Let’s Talk About Granted
I originally discovered granted a month or so before authoring this post. The delay was largely spent with me lobbing GitHub issues at their repository and obnoxious leading questions at their developers in their community Slack. There were a few strange issues, a few unsupported use cases from my lengthy list above, and above all I wanted to get comfortable enough with it so as not to have to retract this post in three weeks after something better comes along.
On a Mac, brew install
largely gets you what you need, after adding a tap. On Linux, “wget a binary from their site and shove it into place” is the state of the art because I don’t like Linux packaging either. Nobody does. It’ll be fine, keep reading.
It includes two commands, granted
and assume
. The former controls settings for the utility itself. It’s worth pointing out that it of course respects the AWS configuration file in the user’s home directory, so populating that with the roles I care about was a bit of a task. Ben Kehoe’s aws-sso-util was helpful, though it did require a fair bit of tweaking to align with how I think about profile naming. Take a look into its AWS config file generation capability; it’s great for generating a config file that a human being can get value out of.
Granted lets you configure what browser you’re using; assuming you’re not running a headless Linux instance, you’re going to want to use Firefox for this. Spare me your “I use Chrome/Brave/whatever for this, Corey” protests. I’m not saying this because I’m a zealot, I’m saying this because Firefox’s multi-container capability has been wrapped by the granted Firefox plugin.
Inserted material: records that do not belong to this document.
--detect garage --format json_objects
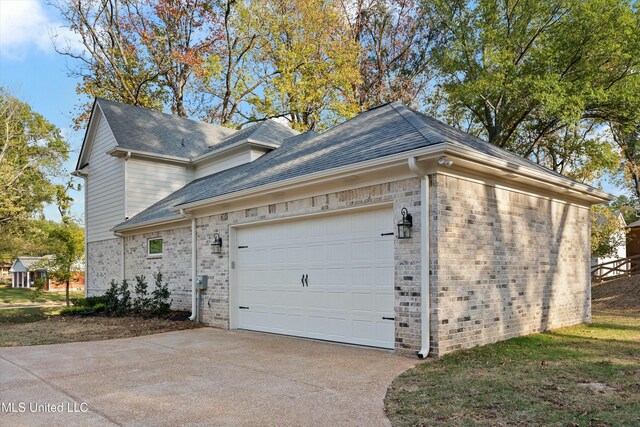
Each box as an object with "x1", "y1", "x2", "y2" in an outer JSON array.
[{"x1": 232, "y1": 207, "x2": 395, "y2": 348}]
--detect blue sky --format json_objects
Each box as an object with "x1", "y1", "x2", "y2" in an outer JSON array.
[
  {"x1": 0, "y1": 0, "x2": 86, "y2": 224},
  {"x1": 0, "y1": 0, "x2": 624, "y2": 229}
]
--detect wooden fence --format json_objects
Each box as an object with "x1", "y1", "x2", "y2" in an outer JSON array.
[{"x1": 591, "y1": 255, "x2": 640, "y2": 281}]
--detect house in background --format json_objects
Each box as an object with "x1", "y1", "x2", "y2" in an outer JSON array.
[
  {"x1": 9, "y1": 255, "x2": 85, "y2": 291},
  {"x1": 9, "y1": 256, "x2": 49, "y2": 288},
  {"x1": 74, "y1": 99, "x2": 611, "y2": 357},
  {"x1": 0, "y1": 262, "x2": 12, "y2": 282}
]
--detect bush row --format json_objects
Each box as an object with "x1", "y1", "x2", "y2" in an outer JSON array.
[{"x1": 66, "y1": 273, "x2": 172, "y2": 316}]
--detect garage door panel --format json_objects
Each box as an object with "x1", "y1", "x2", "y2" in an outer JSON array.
[{"x1": 236, "y1": 209, "x2": 394, "y2": 348}]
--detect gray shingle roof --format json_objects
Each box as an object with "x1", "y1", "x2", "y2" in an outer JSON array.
[
  {"x1": 210, "y1": 120, "x2": 299, "y2": 155},
  {"x1": 116, "y1": 103, "x2": 592, "y2": 228},
  {"x1": 96, "y1": 98, "x2": 237, "y2": 158}
]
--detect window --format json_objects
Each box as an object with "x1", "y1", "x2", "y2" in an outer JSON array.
[{"x1": 147, "y1": 238, "x2": 162, "y2": 256}]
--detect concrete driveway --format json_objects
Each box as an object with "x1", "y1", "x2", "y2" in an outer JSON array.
[{"x1": 0, "y1": 328, "x2": 417, "y2": 427}]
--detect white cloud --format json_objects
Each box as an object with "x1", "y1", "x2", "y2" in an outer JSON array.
[{"x1": 0, "y1": 0, "x2": 77, "y2": 60}]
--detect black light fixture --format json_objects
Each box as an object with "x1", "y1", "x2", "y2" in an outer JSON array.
[
  {"x1": 211, "y1": 233, "x2": 222, "y2": 254},
  {"x1": 398, "y1": 208, "x2": 413, "y2": 239}
]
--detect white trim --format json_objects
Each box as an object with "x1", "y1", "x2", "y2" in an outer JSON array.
[
  {"x1": 191, "y1": 139, "x2": 280, "y2": 164},
  {"x1": 105, "y1": 146, "x2": 191, "y2": 165}
]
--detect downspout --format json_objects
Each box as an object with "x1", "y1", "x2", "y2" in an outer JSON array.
[
  {"x1": 409, "y1": 157, "x2": 431, "y2": 359},
  {"x1": 114, "y1": 231, "x2": 127, "y2": 287},
  {"x1": 180, "y1": 209, "x2": 198, "y2": 320},
  {"x1": 119, "y1": 151, "x2": 131, "y2": 280}
]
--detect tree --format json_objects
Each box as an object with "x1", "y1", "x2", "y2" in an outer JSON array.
[
  {"x1": 55, "y1": 0, "x2": 218, "y2": 126},
  {"x1": 609, "y1": 195, "x2": 640, "y2": 225},
  {"x1": 342, "y1": 0, "x2": 440, "y2": 110},
  {"x1": 424, "y1": 0, "x2": 640, "y2": 179},
  {"x1": 611, "y1": 121, "x2": 640, "y2": 200},
  {"x1": 591, "y1": 205, "x2": 626, "y2": 258},
  {"x1": 0, "y1": 87, "x2": 69, "y2": 255},
  {"x1": 247, "y1": 0, "x2": 360, "y2": 130},
  {"x1": 45, "y1": 218, "x2": 84, "y2": 306},
  {"x1": 198, "y1": 0, "x2": 277, "y2": 126}
]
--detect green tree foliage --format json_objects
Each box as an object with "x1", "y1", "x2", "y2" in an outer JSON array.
[
  {"x1": 56, "y1": 0, "x2": 218, "y2": 126},
  {"x1": 45, "y1": 219, "x2": 84, "y2": 305},
  {"x1": 0, "y1": 87, "x2": 69, "y2": 256},
  {"x1": 424, "y1": 0, "x2": 640, "y2": 179},
  {"x1": 609, "y1": 195, "x2": 640, "y2": 225},
  {"x1": 53, "y1": 0, "x2": 640, "y2": 191},
  {"x1": 342, "y1": 0, "x2": 442, "y2": 110},
  {"x1": 611, "y1": 120, "x2": 640, "y2": 200},
  {"x1": 591, "y1": 205, "x2": 626, "y2": 258},
  {"x1": 241, "y1": 0, "x2": 360, "y2": 130}
]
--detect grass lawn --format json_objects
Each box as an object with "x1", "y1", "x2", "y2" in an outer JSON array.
[
  {"x1": 0, "y1": 307, "x2": 62, "y2": 324},
  {"x1": 0, "y1": 285, "x2": 84, "y2": 307},
  {"x1": 385, "y1": 280, "x2": 640, "y2": 426}
]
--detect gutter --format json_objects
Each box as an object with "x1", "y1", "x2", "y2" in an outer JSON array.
[
  {"x1": 180, "y1": 209, "x2": 198, "y2": 320},
  {"x1": 408, "y1": 157, "x2": 431, "y2": 359},
  {"x1": 71, "y1": 169, "x2": 89, "y2": 298}
]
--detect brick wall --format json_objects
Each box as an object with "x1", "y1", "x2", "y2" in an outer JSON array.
[
  {"x1": 431, "y1": 175, "x2": 591, "y2": 355},
  {"x1": 86, "y1": 238, "x2": 122, "y2": 296},
  {"x1": 198, "y1": 178, "x2": 420, "y2": 354},
  {"x1": 105, "y1": 175, "x2": 590, "y2": 355},
  {"x1": 125, "y1": 227, "x2": 191, "y2": 311}
]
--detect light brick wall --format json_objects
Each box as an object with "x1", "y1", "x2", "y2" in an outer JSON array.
[
  {"x1": 86, "y1": 238, "x2": 122, "y2": 296},
  {"x1": 430, "y1": 175, "x2": 591, "y2": 355},
  {"x1": 125, "y1": 227, "x2": 191, "y2": 311},
  {"x1": 198, "y1": 178, "x2": 420, "y2": 354},
  {"x1": 97, "y1": 175, "x2": 590, "y2": 355}
]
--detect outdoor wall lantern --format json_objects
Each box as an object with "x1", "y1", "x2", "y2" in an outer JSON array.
[
  {"x1": 211, "y1": 233, "x2": 222, "y2": 254},
  {"x1": 398, "y1": 208, "x2": 413, "y2": 239}
]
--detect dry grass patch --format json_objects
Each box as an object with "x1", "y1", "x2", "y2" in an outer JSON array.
[
  {"x1": 0, "y1": 309, "x2": 202, "y2": 347},
  {"x1": 385, "y1": 283, "x2": 640, "y2": 426}
]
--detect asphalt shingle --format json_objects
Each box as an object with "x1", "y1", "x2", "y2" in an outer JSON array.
[
  {"x1": 96, "y1": 98, "x2": 237, "y2": 159},
  {"x1": 116, "y1": 103, "x2": 584, "y2": 229}
]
Keep reading!
Once you’ve gotten it set up the way you want, type assume
followed by either the enter key, or the name of a profile. If the former, you’ll be able to select from all of the profiles in your AWS config, sorted by a frecency (yes that’s really a word, not a typo) algorithm so that your most commonly used options appear near the top. Whack enter, and you’ll either be kicked out to a browser to authenticate via SSO, or be given a URL to stdout if that’s how you’ve configured granted
. Go sign in with your SSO credentials.
When the login is successful, granted stores the token in its configured credential store; it’s usually got a 12 hour validity window; none of the IAM ‘log in every hour’ nonsense here. It also populates the usual environment variables in your terminal as you’d expect. Wait; it gets better.
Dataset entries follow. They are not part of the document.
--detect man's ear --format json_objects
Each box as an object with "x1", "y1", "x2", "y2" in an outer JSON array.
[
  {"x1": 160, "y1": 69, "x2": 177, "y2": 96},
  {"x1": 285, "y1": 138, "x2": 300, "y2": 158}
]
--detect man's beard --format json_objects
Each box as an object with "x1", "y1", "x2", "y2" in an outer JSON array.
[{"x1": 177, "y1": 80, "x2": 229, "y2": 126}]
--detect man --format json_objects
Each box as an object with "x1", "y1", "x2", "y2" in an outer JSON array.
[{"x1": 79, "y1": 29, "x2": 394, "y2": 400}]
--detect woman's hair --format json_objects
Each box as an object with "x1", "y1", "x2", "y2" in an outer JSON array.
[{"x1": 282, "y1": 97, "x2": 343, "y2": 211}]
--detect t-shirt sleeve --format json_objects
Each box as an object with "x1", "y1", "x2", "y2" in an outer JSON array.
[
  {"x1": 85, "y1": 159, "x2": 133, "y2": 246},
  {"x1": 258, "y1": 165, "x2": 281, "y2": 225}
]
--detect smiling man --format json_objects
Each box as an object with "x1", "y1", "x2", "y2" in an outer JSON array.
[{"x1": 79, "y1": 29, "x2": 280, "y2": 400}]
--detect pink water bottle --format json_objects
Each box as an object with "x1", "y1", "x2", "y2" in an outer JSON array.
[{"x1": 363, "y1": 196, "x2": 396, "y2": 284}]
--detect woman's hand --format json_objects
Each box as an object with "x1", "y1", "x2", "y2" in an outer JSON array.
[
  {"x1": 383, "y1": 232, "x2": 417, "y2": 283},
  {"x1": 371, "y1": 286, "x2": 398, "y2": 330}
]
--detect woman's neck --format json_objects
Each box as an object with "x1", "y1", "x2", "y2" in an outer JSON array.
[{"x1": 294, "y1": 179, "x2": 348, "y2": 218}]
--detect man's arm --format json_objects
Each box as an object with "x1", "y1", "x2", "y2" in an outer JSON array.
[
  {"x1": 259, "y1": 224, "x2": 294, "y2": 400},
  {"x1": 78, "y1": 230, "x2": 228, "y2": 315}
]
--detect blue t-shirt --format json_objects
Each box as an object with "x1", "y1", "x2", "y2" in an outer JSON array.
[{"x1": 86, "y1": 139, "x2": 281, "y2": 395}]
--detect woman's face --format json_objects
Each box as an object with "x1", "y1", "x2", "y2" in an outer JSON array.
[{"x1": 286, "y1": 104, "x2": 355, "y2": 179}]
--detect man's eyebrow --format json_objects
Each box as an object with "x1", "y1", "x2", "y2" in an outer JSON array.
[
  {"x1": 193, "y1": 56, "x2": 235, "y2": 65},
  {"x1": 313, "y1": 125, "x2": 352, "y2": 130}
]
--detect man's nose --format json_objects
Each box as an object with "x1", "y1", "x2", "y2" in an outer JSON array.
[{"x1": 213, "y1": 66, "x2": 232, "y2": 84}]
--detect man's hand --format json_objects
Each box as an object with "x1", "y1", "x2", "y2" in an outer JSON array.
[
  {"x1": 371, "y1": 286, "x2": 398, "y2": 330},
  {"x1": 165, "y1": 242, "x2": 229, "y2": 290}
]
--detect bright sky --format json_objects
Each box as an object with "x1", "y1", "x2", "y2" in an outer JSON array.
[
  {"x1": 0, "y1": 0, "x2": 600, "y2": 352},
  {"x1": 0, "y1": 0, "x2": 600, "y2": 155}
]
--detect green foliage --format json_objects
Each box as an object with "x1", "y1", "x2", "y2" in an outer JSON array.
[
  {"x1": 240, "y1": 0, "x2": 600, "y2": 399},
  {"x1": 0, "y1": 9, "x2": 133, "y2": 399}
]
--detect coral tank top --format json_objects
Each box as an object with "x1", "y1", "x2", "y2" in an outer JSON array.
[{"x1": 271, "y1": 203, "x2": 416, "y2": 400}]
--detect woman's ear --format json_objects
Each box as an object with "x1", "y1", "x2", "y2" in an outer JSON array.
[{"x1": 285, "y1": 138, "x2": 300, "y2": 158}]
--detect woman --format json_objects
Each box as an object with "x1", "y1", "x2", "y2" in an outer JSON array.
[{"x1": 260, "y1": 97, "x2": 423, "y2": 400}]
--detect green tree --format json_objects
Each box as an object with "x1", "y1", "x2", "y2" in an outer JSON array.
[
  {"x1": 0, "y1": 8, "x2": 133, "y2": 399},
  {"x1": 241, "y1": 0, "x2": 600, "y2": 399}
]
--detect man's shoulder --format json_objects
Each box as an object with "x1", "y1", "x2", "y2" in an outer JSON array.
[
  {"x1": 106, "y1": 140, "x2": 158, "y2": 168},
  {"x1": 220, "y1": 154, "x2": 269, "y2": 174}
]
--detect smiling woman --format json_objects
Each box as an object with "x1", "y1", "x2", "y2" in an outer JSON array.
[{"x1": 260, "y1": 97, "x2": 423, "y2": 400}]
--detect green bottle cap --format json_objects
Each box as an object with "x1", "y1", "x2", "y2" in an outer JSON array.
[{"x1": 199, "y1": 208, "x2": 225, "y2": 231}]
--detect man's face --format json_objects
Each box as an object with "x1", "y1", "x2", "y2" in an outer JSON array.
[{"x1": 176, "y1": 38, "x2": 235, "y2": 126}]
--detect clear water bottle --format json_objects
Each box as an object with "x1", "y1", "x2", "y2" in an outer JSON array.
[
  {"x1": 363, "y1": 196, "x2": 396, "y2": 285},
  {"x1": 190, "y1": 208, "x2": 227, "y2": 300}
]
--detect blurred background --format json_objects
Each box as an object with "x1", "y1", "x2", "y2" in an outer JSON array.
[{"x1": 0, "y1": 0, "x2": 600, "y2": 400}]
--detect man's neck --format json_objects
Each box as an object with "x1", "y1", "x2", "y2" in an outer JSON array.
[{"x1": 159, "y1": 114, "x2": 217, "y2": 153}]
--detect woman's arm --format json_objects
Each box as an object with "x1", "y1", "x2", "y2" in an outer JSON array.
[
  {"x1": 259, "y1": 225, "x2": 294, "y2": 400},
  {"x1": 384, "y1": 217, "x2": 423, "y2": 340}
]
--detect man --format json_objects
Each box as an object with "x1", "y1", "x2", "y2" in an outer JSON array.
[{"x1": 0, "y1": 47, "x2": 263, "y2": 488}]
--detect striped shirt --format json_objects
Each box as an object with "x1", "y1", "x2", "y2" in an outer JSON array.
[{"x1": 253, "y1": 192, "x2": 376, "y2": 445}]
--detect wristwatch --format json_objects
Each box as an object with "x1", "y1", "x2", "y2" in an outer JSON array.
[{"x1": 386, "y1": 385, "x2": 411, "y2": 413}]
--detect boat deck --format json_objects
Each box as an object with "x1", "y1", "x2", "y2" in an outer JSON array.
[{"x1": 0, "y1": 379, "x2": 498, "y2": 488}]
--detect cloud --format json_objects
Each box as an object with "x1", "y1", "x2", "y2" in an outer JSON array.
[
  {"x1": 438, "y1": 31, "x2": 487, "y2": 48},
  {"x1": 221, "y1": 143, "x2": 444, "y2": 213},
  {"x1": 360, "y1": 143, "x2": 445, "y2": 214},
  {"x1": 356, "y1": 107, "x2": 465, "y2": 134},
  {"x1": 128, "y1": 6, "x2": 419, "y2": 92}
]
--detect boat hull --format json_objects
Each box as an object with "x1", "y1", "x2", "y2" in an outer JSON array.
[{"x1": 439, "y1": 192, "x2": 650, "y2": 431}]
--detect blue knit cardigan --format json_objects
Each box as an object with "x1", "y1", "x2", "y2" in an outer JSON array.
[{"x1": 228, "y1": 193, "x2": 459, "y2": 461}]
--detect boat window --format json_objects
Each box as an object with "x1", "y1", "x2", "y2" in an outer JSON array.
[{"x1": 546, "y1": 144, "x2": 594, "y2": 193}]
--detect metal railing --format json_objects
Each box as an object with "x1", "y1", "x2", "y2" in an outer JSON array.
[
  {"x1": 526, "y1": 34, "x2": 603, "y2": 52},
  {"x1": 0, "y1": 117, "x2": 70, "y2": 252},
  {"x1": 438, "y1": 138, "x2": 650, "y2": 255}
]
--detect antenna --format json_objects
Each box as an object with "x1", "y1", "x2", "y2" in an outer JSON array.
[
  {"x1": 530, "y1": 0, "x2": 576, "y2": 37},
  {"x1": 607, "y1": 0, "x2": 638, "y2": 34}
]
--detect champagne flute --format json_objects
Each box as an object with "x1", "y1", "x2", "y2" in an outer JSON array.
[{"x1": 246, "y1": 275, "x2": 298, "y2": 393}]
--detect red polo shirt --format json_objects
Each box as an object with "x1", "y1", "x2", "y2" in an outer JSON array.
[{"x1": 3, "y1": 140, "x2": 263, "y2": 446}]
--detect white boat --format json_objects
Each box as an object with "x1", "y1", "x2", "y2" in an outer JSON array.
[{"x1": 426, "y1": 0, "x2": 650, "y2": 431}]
If you invoke assume with the -c flag, instead of setting environment variables it will launch your default browser. Here’s why you want it to be Firefox: it will add the name of the profile to your URL bar in a unique color, representing the container it’s in. You can thus have a dozen or more different AWS accounts logged into the web console simultaneously. For those of us who live and die by ClickOps, this is transformative.
I’d advise users to also detect and display the value of AWS_PROFILE in your various shell prompts lest you operate on an account you didn’t intend to, and the zsh tab completion isn’t quite working for profiles the way I want it to yet as of the time of this writing. That said, the developers behind the tool are friendly and accessible, the code is surprisingly readable for someone who’s never touched golang in anger, and the documentation continues to get better bit by bit.
Granted is to date the best means I’ve found to navigate a disturbing number of AWS accounts; if you know of a better one I’d dearly love to know what you’ve found.